Recently by William L. Anderson: Just Who Is Ignorant About Money?
The attractive, diminutive woman who drove into my driveway on the last Saturday in October hardly looked to be the person that federal authorities desperately were trying to find a way to throw into prison. Her lovely eyes had a sparkle in them, and she hardly looked to be a threat to the life and liberty of anyone.
Yet, here was a woman coming into my home who was being targeted by the feds because she had the audacity to openly question the Drug War in general and the government's war on people taking pain medications and the doctors that prescribe them. There is one thing that federal prosecutors and judges hate, and that is anyone who openly says that they are doing something that is immoral is a threat that cannot be ignored.
Our visit was short, unfortunately, because of family business, and I would have loved for this visit to have gone on for hours. But, it ultimately ended, and she and her son got back into the car and drove to her home in Ohio. I never would see her again, as she died Christmas Eve in a small plane crash near Circleville, Ohio.

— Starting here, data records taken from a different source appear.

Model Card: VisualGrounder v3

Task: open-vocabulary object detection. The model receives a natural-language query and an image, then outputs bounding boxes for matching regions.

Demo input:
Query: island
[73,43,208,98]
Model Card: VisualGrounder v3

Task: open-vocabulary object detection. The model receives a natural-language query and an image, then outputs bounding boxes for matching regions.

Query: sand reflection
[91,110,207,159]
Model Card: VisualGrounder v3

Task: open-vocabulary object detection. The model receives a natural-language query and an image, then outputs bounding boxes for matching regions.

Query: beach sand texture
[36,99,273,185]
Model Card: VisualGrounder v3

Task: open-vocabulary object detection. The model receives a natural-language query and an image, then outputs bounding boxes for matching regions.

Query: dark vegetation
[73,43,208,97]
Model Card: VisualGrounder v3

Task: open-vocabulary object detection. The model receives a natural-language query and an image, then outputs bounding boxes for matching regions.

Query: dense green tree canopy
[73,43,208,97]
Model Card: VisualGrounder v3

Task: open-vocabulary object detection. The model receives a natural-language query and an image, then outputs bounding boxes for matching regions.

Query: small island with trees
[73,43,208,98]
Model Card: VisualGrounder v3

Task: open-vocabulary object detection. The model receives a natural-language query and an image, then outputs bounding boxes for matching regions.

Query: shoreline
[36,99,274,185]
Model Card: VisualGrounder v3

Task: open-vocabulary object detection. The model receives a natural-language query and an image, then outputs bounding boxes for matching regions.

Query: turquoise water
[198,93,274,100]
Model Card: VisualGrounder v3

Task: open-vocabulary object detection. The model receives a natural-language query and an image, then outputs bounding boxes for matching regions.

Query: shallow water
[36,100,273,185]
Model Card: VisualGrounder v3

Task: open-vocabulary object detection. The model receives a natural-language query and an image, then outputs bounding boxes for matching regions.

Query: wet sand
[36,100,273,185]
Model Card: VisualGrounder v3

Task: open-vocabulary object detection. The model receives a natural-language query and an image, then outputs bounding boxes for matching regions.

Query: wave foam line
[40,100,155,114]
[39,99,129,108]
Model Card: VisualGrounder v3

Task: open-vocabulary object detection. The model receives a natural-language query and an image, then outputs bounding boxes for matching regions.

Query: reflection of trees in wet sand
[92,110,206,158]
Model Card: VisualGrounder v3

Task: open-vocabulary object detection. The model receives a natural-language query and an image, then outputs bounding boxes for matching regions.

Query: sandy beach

Even now, it is hard to believe she is gone, and for the many people she helped and befriended, their loss is incalculable. Siobhan Reynolds was a vital person in the lives of many because she was one of the few people in this country who was willing to stand up and openly support drug-based relief for the millions of people in the United States who suffer from debilitating pain.
Federal officials, and especially those whose careers are tied directly to the Drug War and to the prosecutions of doctors that write prescriptions for pain medications, would disagree with my assertions that Reynolds was a hero, and I am sure that more than a few of them are happy that she no longer lives. (And, no, I don't believe that the feds were responsible for the crash, as it seems to have been an error by the pilot, who crashed short of the airport runway.)
Even though Reynolds had committed no crime (except for having the effrontery of publicly questioning the validity of a federal prosecutor's case), she was the victim of an ongoing federal grand jury probe into her life and into a pain patient advocacy group, the Pain Relief Network, that she once ran and the feds forced into bankruptcy through vindictive fines. The worst thing about the government's faux "investigation," however, was that it was done under the color of "government secrecy" in which legal experts agreed that federal prosecutor Tanya Treadway utterly abused the grand jury process.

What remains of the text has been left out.